His first responsibility is to not do something that will make us groan. What will make us groan? Something that too neatly “answers to” his Pattern.
Say he ended it:
Then I came in one day, and all the kids were dead.
And all of a sudden I wasn’t feeling so good myself!
That was one bad semester!
THE END!
This is not a story ending, but the ending of a lousy after-dinner speech; it knows its own pattern too well, and has stuck with it mindlessly, to the bitter end. It has done (merely) what it set out to do — and we require more of our endings than this.
Einstein once said something along the lines of: “No worthy problem is ever solved within the plane of its original conception.” Touching on the same idea, a famous poet once said: “If you set out to write a poem about two dogs fucking, and you write a poem about two dogs fucking, then you’ve written a poem about two dogs fucking.”

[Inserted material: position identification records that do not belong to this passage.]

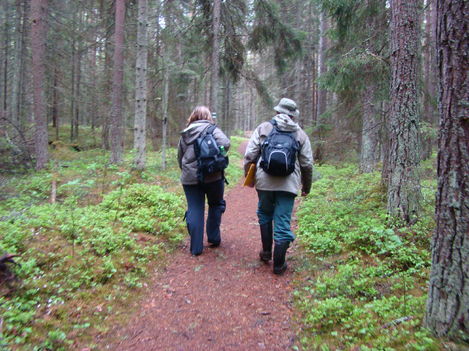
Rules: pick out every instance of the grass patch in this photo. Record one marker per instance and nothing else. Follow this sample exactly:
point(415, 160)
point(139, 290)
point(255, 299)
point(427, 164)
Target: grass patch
point(85, 258)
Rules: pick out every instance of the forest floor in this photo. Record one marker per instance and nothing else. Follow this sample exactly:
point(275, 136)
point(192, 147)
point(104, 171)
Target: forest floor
point(225, 299)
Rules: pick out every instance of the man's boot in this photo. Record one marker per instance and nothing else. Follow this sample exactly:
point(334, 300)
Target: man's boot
point(280, 250)
point(267, 238)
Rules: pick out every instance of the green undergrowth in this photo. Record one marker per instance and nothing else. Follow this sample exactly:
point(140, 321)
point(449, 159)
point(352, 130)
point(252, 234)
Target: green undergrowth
point(362, 284)
point(85, 257)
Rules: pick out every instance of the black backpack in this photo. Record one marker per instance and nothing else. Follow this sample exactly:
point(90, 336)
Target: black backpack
point(210, 158)
point(278, 152)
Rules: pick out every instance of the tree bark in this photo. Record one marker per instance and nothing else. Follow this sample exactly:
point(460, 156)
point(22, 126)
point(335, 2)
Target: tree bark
point(215, 56)
point(6, 45)
point(38, 38)
point(448, 298)
point(165, 113)
point(404, 184)
point(141, 86)
point(322, 93)
point(429, 72)
point(116, 131)
point(369, 154)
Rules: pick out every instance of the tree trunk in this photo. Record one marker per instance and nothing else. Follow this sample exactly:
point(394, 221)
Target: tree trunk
point(6, 45)
point(116, 131)
point(214, 68)
point(448, 297)
point(73, 93)
point(38, 40)
point(429, 71)
point(369, 154)
point(404, 184)
point(141, 86)
point(322, 93)
point(165, 114)
point(55, 103)
point(16, 88)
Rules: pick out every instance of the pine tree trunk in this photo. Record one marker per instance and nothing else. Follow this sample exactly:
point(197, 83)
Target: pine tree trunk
point(429, 71)
point(55, 103)
point(322, 94)
point(38, 41)
point(165, 114)
point(404, 184)
point(6, 45)
point(141, 86)
point(16, 88)
point(116, 130)
point(448, 297)
point(215, 56)
point(369, 154)
point(73, 93)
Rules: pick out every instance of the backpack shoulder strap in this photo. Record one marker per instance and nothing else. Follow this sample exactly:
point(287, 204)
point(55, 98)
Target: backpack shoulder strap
point(210, 129)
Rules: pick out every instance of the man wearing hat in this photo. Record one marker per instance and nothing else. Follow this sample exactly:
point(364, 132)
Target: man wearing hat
point(277, 193)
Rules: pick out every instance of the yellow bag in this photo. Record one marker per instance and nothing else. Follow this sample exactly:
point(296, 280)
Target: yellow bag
point(251, 176)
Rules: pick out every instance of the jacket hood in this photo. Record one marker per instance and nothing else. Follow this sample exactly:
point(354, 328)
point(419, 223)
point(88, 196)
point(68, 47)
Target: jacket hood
point(285, 123)
point(192, 132)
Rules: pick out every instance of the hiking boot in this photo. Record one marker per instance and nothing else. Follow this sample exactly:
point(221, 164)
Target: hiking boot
point(280, 250)
point(214, 245)
point(266, 236)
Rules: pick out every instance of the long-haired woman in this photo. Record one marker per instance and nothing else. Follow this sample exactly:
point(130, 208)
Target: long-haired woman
point(211, 187)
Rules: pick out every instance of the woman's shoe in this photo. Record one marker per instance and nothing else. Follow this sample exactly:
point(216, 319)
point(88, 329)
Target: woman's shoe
point(280, 250)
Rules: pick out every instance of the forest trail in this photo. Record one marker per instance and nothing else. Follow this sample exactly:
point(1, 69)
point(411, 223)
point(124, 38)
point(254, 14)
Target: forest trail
point(225, 299)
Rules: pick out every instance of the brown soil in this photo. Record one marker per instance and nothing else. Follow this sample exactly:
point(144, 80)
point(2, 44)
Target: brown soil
point(225, 299)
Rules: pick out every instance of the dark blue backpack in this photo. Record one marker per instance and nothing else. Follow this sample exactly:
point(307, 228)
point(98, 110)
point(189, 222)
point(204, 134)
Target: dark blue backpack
point(210, 158)
point(278, 152)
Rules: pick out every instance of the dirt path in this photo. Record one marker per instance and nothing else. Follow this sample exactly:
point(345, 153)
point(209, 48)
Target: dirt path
point(225, 299)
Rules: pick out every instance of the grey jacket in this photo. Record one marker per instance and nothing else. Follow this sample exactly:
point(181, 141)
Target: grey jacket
point(301, 177)
point(186, 154)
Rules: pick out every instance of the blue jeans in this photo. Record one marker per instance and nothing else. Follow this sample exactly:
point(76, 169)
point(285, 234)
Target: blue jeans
point(276, 206)
point(195, 195)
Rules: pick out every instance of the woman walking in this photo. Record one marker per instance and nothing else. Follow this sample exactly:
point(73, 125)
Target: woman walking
point(196, 188)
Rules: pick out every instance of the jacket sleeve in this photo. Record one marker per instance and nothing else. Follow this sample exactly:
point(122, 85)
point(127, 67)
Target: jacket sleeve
point(305, 158)
point(221, 138)
point(253, 150)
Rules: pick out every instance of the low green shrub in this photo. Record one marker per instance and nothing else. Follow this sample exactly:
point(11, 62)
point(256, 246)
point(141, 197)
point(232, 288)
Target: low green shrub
point(370, 273)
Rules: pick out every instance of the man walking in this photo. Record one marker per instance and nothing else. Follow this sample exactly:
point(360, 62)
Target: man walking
point(281, 151)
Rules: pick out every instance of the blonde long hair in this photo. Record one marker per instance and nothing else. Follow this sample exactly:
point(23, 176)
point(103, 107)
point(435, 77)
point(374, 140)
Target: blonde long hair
point(200, 113)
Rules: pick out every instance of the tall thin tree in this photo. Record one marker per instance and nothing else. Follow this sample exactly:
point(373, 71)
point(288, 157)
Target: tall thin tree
point(403, 158)
point(141, 85)
point(448, 296)
point(117, 132)
point(38, 46)
point(215, 55)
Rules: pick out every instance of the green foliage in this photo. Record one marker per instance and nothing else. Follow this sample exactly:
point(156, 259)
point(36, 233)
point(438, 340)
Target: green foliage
point(141, 207)
point(94, 243)
point(369, 286)
point(89, 248)
point(234, 170)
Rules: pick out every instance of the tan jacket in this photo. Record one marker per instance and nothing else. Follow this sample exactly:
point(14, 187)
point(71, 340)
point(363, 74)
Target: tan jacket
point(300, 178)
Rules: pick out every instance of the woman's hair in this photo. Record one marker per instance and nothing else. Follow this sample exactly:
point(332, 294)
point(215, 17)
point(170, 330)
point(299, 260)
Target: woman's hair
point(200, 113)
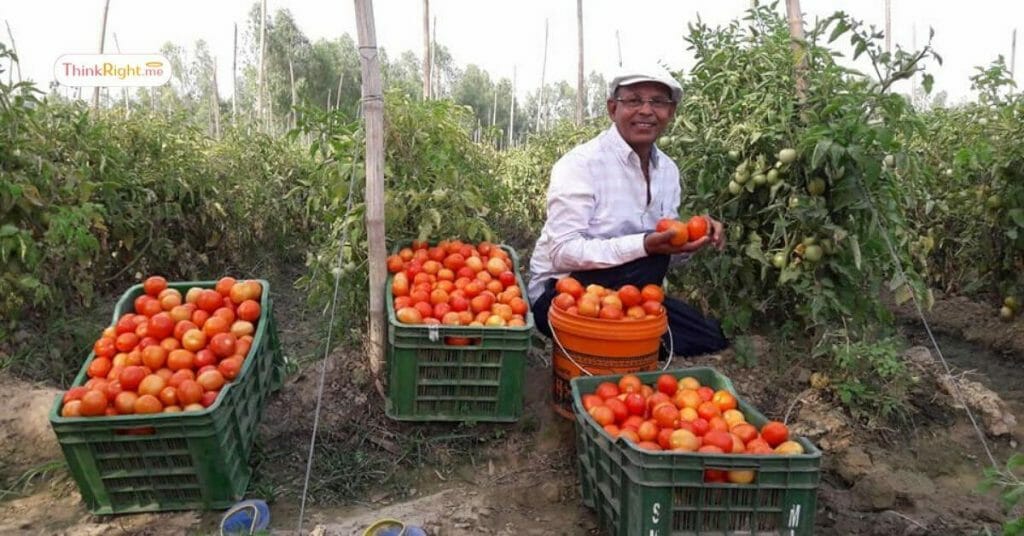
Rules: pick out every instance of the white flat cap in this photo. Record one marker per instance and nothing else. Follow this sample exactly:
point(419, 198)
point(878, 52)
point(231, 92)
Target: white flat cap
point(635, 75)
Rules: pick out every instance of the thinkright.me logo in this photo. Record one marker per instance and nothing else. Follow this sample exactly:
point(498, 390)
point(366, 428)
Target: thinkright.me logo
point(112, 70)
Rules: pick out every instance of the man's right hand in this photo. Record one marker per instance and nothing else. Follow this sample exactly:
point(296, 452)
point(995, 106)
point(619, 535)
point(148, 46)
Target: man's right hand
point(660, 243)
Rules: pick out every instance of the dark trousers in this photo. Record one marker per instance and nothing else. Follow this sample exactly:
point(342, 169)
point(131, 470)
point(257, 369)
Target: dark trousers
point(692, 333)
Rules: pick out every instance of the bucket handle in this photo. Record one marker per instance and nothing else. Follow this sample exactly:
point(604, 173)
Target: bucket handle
point(672, 347)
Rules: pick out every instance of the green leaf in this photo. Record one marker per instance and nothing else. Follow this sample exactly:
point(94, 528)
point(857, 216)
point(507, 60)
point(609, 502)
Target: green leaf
point(855, 247)
point(841, 28)
point(1017, 214)
point(820, 152)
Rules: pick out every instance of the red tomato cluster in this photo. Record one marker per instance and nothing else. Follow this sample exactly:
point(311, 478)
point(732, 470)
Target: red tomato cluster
point(629, 302)
point(690, 231)
point(173, 354)
point(682, 415)
point(456, 284)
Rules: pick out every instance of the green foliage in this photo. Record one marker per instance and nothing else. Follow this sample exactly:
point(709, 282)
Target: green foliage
point(89, 202)
point(805, 245)
point(969, 201)
point(525, 171)
point(437, 184)
point(1011, 489)
point(870, 378)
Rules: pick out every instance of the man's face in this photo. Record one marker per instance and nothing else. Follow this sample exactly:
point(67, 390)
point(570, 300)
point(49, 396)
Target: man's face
point(640, 125)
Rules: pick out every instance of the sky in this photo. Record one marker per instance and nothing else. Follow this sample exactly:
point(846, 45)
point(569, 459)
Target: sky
point(501, 37)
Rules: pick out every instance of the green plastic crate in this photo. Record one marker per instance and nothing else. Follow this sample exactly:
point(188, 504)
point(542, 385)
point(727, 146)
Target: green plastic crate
point(173, 461)
point(429, 380)
point(636, 492)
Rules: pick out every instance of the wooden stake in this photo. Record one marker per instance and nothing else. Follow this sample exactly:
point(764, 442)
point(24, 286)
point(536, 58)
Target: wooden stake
point(580, 100)
point(544, 68)
point(1013, 56)
point(436, 73)
point(291, 75)
point(494, 110)
point(262, 53)
point(13, 48)
point(512, 109)
point(797, 36)
point(337, 94)
point(426, 50)
point(215, 95)
point(373, 113)
point(102, 41)
point(124, 90)
point(619, 46)
point(235, 77)
point(889, 26)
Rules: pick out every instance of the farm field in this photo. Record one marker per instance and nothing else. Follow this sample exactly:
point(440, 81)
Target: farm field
point(869, 285)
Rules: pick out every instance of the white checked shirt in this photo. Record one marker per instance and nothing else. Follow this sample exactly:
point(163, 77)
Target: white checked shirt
point(598, 210)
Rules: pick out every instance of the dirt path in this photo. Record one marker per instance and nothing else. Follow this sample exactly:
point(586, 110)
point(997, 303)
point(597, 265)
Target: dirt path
point(519, 479)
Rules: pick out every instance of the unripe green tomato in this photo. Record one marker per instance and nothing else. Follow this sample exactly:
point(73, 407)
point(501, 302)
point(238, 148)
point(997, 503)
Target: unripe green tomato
point(787, 156)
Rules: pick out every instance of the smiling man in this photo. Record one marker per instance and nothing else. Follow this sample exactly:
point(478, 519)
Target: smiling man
point(604, 200)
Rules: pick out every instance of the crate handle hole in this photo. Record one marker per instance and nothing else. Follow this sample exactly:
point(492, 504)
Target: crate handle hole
point(140, 430)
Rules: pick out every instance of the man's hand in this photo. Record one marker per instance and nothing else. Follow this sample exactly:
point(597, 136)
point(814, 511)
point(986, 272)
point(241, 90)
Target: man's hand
point(660, 243)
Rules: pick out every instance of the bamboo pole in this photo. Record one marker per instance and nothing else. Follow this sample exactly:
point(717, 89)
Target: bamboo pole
point(796, 18)
point(215, 104)
point(291, 75)
point(426, 50)
point(436, 73)
point(13, 48)
point(494, 110)
point(235, 77)
point(580, 102)
point(544, 69)
point(102, 41)
point(1013, 56)
point(889, 26)
point(124, 90)
point(619, 46)
point(512, 110)
point(262, 53)
point(337, 94)
point(373, 113)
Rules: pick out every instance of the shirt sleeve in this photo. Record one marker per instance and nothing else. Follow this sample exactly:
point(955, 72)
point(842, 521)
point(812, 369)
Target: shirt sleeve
point(671, 205)
point(571, 201)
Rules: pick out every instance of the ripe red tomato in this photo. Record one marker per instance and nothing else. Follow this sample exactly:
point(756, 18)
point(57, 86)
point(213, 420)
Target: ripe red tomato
point(104, 347)
point(668, 384)
point(154, 285)
point(774, 433)
point(696, 228)
point(636, 404)
point(606, 389)
point(617, 408)
point(222, 344)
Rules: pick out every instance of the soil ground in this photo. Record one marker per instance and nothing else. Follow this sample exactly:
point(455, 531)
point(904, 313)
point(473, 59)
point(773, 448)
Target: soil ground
point(520, 479)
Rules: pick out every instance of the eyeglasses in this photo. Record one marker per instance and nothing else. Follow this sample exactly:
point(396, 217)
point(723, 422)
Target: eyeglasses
point(635, 102)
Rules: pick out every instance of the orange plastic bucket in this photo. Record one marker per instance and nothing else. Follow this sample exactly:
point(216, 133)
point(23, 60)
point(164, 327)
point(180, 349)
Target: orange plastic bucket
point(599, 346)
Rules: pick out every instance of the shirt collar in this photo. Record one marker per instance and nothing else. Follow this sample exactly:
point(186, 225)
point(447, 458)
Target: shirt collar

What we want our ending to do is to do more than we could have dreamed it would do.
Sheesh.
No wonder there’s such a thing as writer’s block.
But Barthelme understands that what he has to do in this last page is keep doing what has worked so far in the story: he has to escalate. The story has, so far, been captivating us via its nervy continual progress along the axis labeled: Deaths, Increasing. By paragraph nine (parents have died, fellow students have died) Barthelme’s gone about as far along that axis as he can, and now understands that, to continue escalating, he has to leap to another axis. He seems to intuit that the next order of escalation has to be escalating escalation.